In case you are interested in details of what it takes to do the job, here's an Excel spreadshheet history of my anvil grinding activities, up to the year 2020:
Pete's Anvil Grinding Data

Here's a short video showing my ancient Gallmeyer and Livingston Surface Grinder setup and how the grinding process works for me.
Anvil Face Grinding in my Shop, Video

In sizing up your anvil, lay a straight edge across it several different ways and, using a scale (machinists rule ) that measures 64ths of an inch, estimate the amount of "sway" in the anvil and the depth of the worst nick or dent. One 64th of an inch is 16 thousandths or $32.
Or, if you want to be more accurate, you can use a feeler gage to determine the exact depth of any dips.

Don't worry tooooooo much about nicks on the edges of the anvil as long as there are a few inches that will probably clean up to "square". I say this because most of us don't have ENOUGH radius on the edges of our anvil as it is. You need a radius of as much as a dime at the edges of the face closest to the horn and it should taper to nothing (square) 4 or 5 inches back from there. ---Both on the near and far sides of the face. That is, unless you are a farrier; they like sharp square edges.

Sometimes an anvil's owner tells me about how much removal they want to pay for and sometimes they just say "clean it up". I would prefer that the owner be there when I grind it so they can decide when I should stop if the anvil isn't cleaning up completely. This makes sense because sometimes there will be only one spot that has a deep gouge and it's really not worth it the grind away at the whole anvil for just one spot.
I can take the anvil down a agreed upon amount, (or less if it cleans up), stop grinding, then call the owner and report the condition.
The owner can then decide to stop or to take off more----As long as I don't have to wait several days to contact the owner.

A friend needed advice on getting an anvil FACE welded up recently.

here was my response: ---------------
Don H. welded one up and I face ground it in January (of 2018)
The plate wasn't completely gone, though. (The guy asking the question said the candidate anvil was missing the whole plate!)
Don said he spent many, many hours welding up the missing part of the plate with the "build up" rod that folks use for that.
Then, he had an acquaintance do the actual hard facing, which took several more hours.
There is also a LOT of weld-grind-weld-grind involved.

The guy who did the hard facing for Don told him NOT to give out his name! (There's a LOT of hot, dirty work to it)

After all that, I surface ground the face for him, which tok a few more hours (including setup) at the very least, depending on how well the welding was done.

From what I know about that whole welding event, I'd guess that there was at LEAST 20 hours of hard labor involved (Not including transportation of the anvil around the countryside to get the work done).
If you price that at $30 per hour (which is dirt cheap for a welding business), that's $600.
I could easily see spending $80 or much more on hard facing rod to add to that.
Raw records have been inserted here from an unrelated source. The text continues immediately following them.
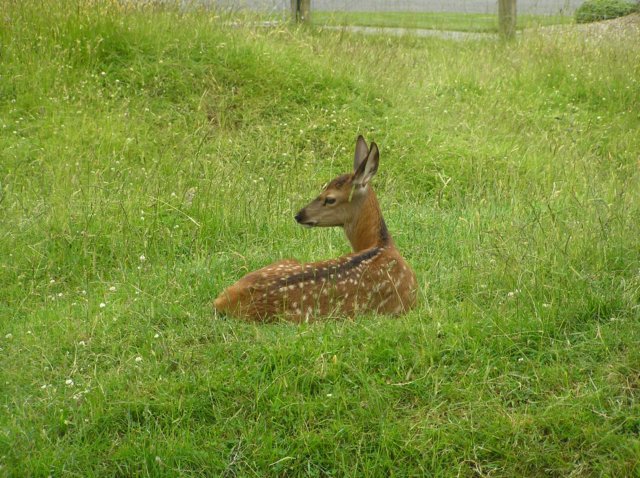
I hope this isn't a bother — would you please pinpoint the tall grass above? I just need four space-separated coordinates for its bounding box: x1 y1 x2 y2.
0 0 640 476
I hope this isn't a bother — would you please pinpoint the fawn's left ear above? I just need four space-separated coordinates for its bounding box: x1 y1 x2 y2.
353 135 369 172
353 143 380 188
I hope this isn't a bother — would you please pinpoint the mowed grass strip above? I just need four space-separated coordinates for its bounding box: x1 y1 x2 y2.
0 0 640 477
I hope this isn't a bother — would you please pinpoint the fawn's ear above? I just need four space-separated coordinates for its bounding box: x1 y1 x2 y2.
353 135 369 173
353 143 380 187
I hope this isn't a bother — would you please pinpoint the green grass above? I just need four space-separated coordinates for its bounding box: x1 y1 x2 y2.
0 0 640 477
311 11 573 33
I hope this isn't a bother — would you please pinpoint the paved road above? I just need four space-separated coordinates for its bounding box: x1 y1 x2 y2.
216 0 584 15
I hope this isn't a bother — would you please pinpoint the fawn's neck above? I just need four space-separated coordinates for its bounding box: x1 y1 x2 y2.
344 188 393 252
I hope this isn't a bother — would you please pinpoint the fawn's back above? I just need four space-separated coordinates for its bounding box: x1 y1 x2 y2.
214 136 417 322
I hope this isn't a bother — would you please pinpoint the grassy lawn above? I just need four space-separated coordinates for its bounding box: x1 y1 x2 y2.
312 11 573 33
0 0 640 477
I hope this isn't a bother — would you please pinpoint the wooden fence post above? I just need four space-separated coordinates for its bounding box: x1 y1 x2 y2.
291 0 311 23
498 0 516 39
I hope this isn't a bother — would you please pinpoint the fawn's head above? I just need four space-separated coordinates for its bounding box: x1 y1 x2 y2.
295 136 380 227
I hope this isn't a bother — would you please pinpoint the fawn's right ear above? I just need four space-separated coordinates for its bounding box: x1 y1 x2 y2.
353 135 369 173
353 142 380 188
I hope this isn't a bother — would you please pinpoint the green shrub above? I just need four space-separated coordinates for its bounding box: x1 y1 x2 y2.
576 0 638 23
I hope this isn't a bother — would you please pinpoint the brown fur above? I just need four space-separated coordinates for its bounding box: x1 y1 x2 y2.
214 137 417 322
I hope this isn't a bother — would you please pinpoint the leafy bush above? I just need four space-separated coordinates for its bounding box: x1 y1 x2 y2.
576 0 638 23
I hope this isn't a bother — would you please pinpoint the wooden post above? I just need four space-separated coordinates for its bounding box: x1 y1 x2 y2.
300 0 311 23
291 0 311 23
498 0 516 39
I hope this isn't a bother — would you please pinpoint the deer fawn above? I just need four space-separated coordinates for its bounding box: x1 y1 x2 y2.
214 136 417 322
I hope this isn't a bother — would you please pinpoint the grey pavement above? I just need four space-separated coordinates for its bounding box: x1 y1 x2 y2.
212 0 584 15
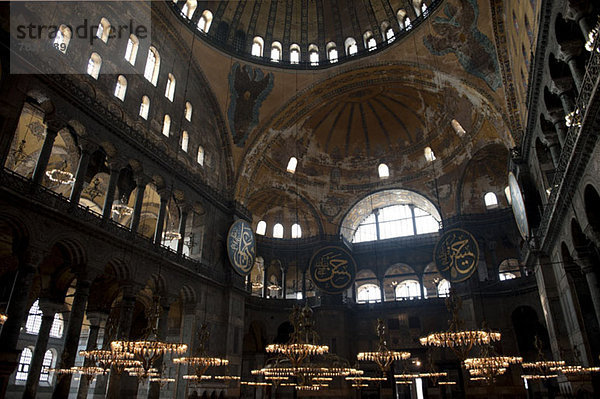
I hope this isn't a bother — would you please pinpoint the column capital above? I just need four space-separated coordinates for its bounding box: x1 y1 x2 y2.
38 298 65 317
86 310 108 326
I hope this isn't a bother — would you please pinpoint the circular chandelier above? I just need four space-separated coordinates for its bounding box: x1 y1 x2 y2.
46 169 75 185
173 323 229 381
110 296 188 378
419 288 502 360
356 319 410 374
265 305 329 367
79 349 142 374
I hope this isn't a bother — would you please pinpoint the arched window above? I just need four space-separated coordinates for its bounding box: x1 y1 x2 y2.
87 53 102 79
181 0 198 19
163 114 171 137
292 223 302 238
96 18 110 43
52 25 71 54
450 119 467 137
40 349 54 382
286 157 298 173
165 73 175 101
196 146 204 166
363 30 377 51
384 27 396 43
396 280 425 299
125 35 140 65
344 37 358 55
308 44 319 66
185 101 192 122
50 313 65 338
271 42 281 62
356 284 381 303
326 42 338 63
437 279 450 297
340 189 440 243
25 300 64 338
15 348 33 381
115 75 127 101
423 147 437 162
498 259 521 281
273 223 283 238
181 130 190 152
251 36 265 57
144 46 160 86
140 96 150 119
504 186 512 205
25 301 42 334
196 10 212 33
290 44 300 64
256 220 267 236
377 163 390 179
483 192 498 209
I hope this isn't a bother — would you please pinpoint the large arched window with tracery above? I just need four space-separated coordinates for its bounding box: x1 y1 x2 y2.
341 189 441 243
356 284 381 303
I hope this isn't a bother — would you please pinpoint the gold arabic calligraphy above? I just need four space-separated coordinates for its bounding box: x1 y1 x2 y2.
312 250 353 291
229 223 255 273
436 231 479 281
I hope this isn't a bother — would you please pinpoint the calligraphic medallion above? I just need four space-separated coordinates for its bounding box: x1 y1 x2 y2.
308 246 356 294
433 229 479 283
227 219 256 276
508 172 529 240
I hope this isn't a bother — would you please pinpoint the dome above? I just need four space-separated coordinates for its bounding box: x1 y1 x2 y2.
172 0 441 69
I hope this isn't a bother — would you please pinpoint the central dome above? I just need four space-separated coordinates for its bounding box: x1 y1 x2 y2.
171 0 441 69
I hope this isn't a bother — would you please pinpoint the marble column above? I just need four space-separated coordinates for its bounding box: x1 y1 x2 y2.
573 251 600 323
129 177 148 233
106 292 135 399
52 278 90 399
0 253 43 398
77 312 108 399
31 125 60 186
102 167 119 220
69 145 92 205
148 303 170 399
22 298 63 399
154 191 169 245
177 209 188 255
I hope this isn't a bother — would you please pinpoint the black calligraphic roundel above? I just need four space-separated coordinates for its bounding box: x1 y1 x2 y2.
308 246 356 294
227 219 256 276
433 229 479 283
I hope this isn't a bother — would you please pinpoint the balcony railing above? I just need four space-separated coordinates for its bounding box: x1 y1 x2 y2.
0 168 224 281
533 39 600 250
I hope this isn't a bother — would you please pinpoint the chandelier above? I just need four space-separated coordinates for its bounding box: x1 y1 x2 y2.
112 196 133 217
110 296 187 379
463 345 523 384
419 288 501 360
48 366 106 383
173 323 229 381
79 349 141 374
265 305 329 367
585 17 600 51
46 161 75 185
356 319 410 375
521 335 565 380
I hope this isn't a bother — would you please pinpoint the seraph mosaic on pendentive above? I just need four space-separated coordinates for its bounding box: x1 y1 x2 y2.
227 62 274 147
423 0 502 90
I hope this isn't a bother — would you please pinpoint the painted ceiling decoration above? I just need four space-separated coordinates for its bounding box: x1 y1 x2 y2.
423 0 502 90
227 62 274 147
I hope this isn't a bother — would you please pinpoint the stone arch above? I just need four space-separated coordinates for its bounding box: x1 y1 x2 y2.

All that said, I have surface ground 33 anvils for people over last 21 years.
About 9 of them were new.
Of the rest, about 15 had been welded up.
I am pretty sure that EVERY one of those did develop minor cracks at some later date.
These cracks were cosmetic in almost all cases, but they did occur.

My advice to folks who want an anvil face ground:
In order to save yourself a lot of time, if the anvil is repaired by welding, take the time to true up the face to the best of your ability before you send it to me. It takes just about as long to make one full pass of 0.002 inches to catch a small bump as it does to work the whole face!!!

You can do a lot to flatten the surface yourself with a framing square and body grinder with a hard wheel.

I hope this discussion solves more problems than it raises. Please let me know if you need more information or if I have just confused you. I have been doing this anvil face grinding on and off since late 1999.
In February of 2020, I ground my 34th anvil face.